Exemplarisch für die zahlreichen Anwendungsbeispiele zur
Tiefenhermeneutik sei der Beitrag von Anas Nashef »Subjektivität
der Hoffnung und Hoffnung der Subjektivität. Szenisches Verstehen
im Israel-Palästina-Konflikt« vorgestellt. Nashef beschreibt seine
empirische Studie mit Forschungsinterviews mit
tiefenhermeneutischer Auswertung mit Palästinensern und Israelis.

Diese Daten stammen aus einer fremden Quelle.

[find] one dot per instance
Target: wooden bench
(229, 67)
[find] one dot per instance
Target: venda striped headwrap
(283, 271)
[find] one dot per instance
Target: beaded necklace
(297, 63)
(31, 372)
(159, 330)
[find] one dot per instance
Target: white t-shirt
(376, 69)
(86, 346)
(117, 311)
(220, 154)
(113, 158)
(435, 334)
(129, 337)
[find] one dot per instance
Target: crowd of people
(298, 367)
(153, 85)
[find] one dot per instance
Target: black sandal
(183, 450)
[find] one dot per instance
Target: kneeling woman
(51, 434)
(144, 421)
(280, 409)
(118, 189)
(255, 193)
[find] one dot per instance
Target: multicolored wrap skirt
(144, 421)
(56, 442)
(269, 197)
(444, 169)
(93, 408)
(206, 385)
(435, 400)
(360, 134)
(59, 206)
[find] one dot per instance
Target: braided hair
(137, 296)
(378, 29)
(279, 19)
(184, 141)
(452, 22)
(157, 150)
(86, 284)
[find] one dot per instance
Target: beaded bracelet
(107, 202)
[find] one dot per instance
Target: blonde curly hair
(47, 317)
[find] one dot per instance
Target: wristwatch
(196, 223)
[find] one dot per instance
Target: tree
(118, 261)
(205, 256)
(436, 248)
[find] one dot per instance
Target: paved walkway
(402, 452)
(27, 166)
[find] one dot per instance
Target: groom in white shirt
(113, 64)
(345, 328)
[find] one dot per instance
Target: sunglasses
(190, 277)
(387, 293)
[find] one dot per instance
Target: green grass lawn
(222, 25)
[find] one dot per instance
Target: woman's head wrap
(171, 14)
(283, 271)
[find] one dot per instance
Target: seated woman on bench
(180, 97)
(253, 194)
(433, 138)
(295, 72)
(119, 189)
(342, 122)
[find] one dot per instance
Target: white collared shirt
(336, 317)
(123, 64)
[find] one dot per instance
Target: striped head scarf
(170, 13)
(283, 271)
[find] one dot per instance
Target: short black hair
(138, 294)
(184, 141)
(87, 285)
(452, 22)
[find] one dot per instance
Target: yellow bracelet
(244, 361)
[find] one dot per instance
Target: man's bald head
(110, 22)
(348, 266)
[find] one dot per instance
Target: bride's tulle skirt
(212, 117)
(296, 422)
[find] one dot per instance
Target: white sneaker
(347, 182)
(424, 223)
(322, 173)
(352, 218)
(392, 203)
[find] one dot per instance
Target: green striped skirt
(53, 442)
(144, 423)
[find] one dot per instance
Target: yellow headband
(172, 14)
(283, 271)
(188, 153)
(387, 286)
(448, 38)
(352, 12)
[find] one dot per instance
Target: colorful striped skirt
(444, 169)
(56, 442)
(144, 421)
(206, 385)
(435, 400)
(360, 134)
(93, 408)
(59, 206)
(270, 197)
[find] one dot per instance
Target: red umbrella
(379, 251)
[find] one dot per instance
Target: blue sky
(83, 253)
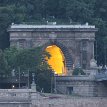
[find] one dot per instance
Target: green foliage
(27, 59)
(3, 64)
(78, 71)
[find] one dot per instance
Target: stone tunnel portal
(56, 60)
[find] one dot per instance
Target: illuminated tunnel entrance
(57, 60)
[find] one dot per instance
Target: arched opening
(57, 60)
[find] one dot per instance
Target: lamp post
(33, 85)
(55, 82)
(19, 76)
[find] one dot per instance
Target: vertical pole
(19, 76)
(51, 83)
(96, 50)
(28, 78)
(55, 82)
(105, 53)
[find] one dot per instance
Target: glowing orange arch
(57, 60)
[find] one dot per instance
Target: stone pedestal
(33, 87)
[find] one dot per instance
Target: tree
(3, 65)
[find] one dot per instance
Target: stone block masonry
(29, 98)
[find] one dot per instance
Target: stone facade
(29, 98)
(75, 41)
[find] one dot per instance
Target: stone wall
(29, 98)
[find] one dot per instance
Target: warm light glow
(57, 60)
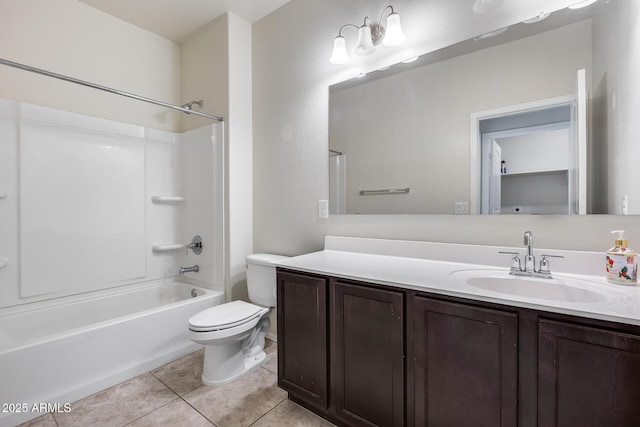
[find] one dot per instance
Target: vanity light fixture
(369, 36)
(582, 4)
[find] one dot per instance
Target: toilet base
(215, 376)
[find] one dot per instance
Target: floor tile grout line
(265, 414)
(181, 397)
(152, 411)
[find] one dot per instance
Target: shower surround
(91, 208)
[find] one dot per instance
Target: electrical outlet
(460, 208)
(323, 209)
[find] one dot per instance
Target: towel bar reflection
(405, 190)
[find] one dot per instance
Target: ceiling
(177, 19)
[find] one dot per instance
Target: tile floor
(173, 395)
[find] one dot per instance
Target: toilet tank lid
(264, 259)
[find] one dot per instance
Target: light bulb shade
(393, 34)
(339, 55)
(365, 43)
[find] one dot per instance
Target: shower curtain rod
(106, 89)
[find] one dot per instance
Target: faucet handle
(515, 260)
(544, 263)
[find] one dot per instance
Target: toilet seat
(226, 316)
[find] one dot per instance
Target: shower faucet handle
(195, 245)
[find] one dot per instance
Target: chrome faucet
(530, 261)
(193, 269)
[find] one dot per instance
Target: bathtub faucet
(193, 269)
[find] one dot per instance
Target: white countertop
(620, 303)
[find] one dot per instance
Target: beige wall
(615, 96)
(68, 37)
(291, 73)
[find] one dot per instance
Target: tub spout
(193, 269)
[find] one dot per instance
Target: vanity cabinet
(302, 336)
(464, 365)
(349, 366)
(587, 376)
(362, 354)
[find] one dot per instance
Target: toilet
(233, 333)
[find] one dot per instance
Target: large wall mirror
(538, 119)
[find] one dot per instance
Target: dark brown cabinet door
(587, 376)
(367, 344)
(465, 366)
(302, 336)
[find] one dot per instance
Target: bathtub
(59, 351)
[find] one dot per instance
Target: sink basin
(562, 289)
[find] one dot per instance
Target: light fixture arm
(345, 26)
(370, 34)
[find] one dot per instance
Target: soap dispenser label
(622, 269)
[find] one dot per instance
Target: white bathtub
(59, 351)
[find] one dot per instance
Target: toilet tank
(261, 278)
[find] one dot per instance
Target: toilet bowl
(233, 333)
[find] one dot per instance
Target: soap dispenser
(622, 266)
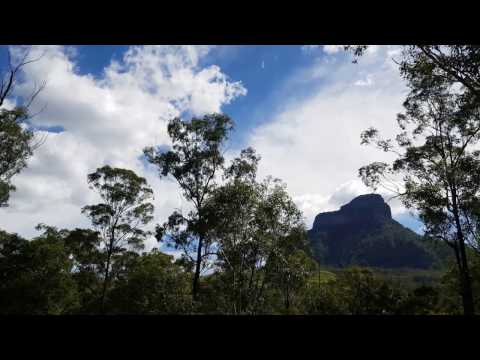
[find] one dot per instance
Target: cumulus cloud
(313, 143)
(107, 120)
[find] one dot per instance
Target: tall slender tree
(439, 165)
(17, 140)
(120, 217)
(195, 161)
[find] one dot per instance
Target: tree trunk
(465, 279)
(196, 277)
(105, 284)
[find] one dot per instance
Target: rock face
(363, 233)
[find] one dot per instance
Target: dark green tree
(35, 275)
(258, 237)
(195, 162)
(440, 164)
(150, 283)
(17, 140)
(120, 218)
(439, 168)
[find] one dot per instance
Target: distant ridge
(363, 233)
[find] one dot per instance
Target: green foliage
(15, 148)
(36, 275)
(437, 156)
(194, 162)
(150, 284)
(126, 208)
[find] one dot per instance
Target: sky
(301, 107)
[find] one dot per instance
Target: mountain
(363, 233)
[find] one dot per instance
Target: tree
(430, 66)
(441, 175)
(120, 217)
(17, 140)
(35, 275)
(440, 167)
(194, 162)
(150, 284)
(258, 236)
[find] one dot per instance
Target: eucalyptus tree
(17, 140)
(195, 161)
(120, 217)
(438, 161)
(259, 237)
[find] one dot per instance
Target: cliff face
(363, 232)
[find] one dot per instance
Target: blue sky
(302, 108)
(262, 70)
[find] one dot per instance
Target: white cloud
(332, 49)
(313, 143)
(368, 81)
(108, 120)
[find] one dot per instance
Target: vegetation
(243, 245)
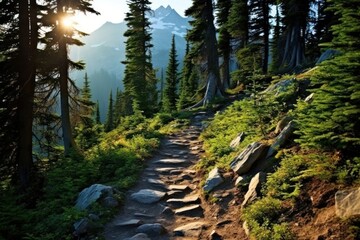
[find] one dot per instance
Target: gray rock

Über Lorenzers Methode des »szenischen Verstehens« wurden 20
Tiefeninterviews ausgewertet und im Beitrag in exemplarischen
Ausschnitten vorgestellt. Individuell werden so Typen von
Konfliktbewältigungsstrategien sichtbar, die einerseits
festgefahrene Feindbilder stabilisieren, aber auch die
»Widerständigkeit der Subjekte« offenbaren und Hoffnung auf
Veränderung ermöglichen. Wirkliche Chancen zeigen sich dort, wo
Raum für die oft schmerzliche, die Konfliktparteiengrenze
überschreitende, interpersonelle Begegnung geschaffen wird.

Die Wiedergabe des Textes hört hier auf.